La sfida tra Jonathan e Buhari
Il voto di domani si preannuncia pertanto un duello tra i due principali candidati rivali, Jonathan e Buhari: l’uno espressione delle lobby di potere, cristiano e rappresentante del sud che da sempre giova degli introiti derivati dalle ricche esportazioni petrolifere; l’altro candidato di un’opposizione allargata, musulmano e forte del sostegno del nord povero e abbandonato dal governo centrale di Abuja. Resta da verificare il recente annuncio di una possibile squalifica di Muhammadu Buhari che potrebbe giungere nel post-elezioni. L’accusa nei suoi confronti è di aver falsificato documenti per la deposizione della sua candidatura. Ma la sentenza sulla validità della sua candidatura è stata rimandata a metà aprile.
La partecipazione delle donne
Secondo gli ultimi dati forniti dalla commissione elettorale sono 68.833.476 i nigeriani che potranno recarsi alle urne. Le donne aventi diritto sono 32.718.943 e in generale costituiscono quasi la metà della popolazione. Alle elezioni del 2003 furono due le donne candidate a presidente. Inoltre, sono due i ministri donne nell’attuale governo (Ngozi Okonjo-Iweala alle Finanze e Diezani Alison-Madueke al Petrolio) e altre ricoprono ruoli di vertice in enti molto influenti (ad esempio (Arunma Oteh Headed, a capo della Commissione anti-corruzione).
I problemi della Nigeria
Dunque l’emergenza in questo Paese, spaccato a metà tra il nord a maggioranza musulmana e il sud a maggioranza cristiana, non riguarda tanto l’accesso delle donne alla vita politica e agli incarichi pubblici. Il vero problema rimanda piuttosto alla campagna del terrore del gruppo islamista Boko Haram e all’evidente incapacità del governo centrale di saper garantire sicurezza e stabilità economica alla Nigeria.

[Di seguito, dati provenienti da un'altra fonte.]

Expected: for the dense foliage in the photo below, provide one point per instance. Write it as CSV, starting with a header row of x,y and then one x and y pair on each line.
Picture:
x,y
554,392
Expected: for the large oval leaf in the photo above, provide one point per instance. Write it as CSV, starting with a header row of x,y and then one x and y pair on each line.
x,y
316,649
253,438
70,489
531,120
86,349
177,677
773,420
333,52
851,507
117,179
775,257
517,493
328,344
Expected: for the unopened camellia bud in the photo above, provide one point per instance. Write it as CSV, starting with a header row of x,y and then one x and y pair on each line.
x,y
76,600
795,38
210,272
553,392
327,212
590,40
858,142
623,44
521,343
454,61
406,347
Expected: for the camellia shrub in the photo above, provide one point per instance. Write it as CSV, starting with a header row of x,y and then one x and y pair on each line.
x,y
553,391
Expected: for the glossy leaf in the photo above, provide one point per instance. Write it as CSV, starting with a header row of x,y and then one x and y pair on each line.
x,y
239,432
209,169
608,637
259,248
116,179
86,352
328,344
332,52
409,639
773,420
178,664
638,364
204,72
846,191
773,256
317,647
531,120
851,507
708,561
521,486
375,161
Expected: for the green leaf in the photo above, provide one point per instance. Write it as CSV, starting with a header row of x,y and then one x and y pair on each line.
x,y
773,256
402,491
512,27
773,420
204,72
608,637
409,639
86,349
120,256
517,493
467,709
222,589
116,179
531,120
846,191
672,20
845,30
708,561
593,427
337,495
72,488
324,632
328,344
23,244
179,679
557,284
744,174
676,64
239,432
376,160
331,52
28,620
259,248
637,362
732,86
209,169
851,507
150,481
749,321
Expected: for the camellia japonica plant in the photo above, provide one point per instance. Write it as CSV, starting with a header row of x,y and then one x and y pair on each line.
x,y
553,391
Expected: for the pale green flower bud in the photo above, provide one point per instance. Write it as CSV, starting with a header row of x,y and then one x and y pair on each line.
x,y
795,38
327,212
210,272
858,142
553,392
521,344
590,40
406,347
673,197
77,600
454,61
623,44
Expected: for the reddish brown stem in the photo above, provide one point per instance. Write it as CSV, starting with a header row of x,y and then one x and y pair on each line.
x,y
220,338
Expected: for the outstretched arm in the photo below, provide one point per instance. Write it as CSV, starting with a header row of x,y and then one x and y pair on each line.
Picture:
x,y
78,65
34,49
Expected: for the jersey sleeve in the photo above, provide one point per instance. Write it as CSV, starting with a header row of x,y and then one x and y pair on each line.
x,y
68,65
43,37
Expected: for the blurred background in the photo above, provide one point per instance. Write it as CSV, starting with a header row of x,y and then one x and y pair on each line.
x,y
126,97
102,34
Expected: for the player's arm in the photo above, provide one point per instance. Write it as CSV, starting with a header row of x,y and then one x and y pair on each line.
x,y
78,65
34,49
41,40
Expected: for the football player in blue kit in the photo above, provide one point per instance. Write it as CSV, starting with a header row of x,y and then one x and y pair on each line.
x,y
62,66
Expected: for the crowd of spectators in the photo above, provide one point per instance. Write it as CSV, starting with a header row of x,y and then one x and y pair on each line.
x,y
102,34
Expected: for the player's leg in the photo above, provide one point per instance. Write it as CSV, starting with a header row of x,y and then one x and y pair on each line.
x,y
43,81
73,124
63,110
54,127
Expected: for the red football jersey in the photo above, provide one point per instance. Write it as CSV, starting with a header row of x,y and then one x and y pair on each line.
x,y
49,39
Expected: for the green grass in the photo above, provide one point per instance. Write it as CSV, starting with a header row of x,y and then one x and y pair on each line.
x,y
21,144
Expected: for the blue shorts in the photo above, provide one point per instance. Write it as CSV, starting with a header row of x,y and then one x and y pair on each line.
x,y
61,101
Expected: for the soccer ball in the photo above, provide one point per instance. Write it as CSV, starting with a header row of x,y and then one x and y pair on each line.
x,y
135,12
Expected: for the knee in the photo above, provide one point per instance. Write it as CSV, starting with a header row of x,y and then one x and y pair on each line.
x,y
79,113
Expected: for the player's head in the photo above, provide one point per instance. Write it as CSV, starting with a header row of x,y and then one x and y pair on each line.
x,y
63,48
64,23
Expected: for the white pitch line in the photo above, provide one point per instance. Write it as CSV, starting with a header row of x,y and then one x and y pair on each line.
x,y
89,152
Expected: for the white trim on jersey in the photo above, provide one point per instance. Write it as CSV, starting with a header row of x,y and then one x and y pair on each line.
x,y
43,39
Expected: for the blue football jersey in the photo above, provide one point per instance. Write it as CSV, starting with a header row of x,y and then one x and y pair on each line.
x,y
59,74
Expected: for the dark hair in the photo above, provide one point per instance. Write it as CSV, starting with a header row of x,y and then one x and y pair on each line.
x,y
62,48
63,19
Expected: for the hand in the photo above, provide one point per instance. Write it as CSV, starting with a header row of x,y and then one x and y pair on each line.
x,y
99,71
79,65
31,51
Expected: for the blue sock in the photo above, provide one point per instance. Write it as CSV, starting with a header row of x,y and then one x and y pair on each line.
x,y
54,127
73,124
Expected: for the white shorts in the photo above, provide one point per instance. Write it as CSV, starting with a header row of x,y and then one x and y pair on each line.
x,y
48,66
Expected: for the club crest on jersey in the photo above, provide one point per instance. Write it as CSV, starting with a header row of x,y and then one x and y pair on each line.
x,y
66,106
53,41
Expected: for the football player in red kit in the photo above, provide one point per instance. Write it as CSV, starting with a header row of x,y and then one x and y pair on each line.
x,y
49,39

In questo scenario domani i nigeriani si recheranno alle urne dopo che il voto, inizialmente previsto per il 14 febbraio, è stato posticipato per garantire l’agibilità dei seggi negli Stati del nord in cui è più capillare la presenza dei miliziani islamisti. Almeno 360mila uomini, tra soldati e agenti di polizia, e 2mila mezzi sono stati dispiegati dal governo. Mentre dal 25 marzo al giorno del voto i confini nazionali resteranno chiusi. Il tragico ricordo delle elezioni del 2011, le più violente nella storia della Nigeria (800 morti in 3 giorni e 65mila sfollati), d’altronde è ancora vivo. E la minaccia di Boko Haram, che proprio il 25 marzo ha compiuto l’ennesimo disumano sequestro di massa (oltre 400 persone rapite tra donne e bambini nella città di Damasak e almeno 50 morti) non può che preoccupare la popolazione.
Nonostante siano in pochi in Nigeria ad augurarsi la rielezione di Jonathan, è più probabile che una figura del suo calibro ottenga alla fine i voti necessari per aggiudicarsi un nuovo mandato. A Sonaya, da sempre impegnata in cause giuste, non resterà che la consolazione di aver fatto tutto ciò che le era possibile per dare un futuro diverso a questo Paese.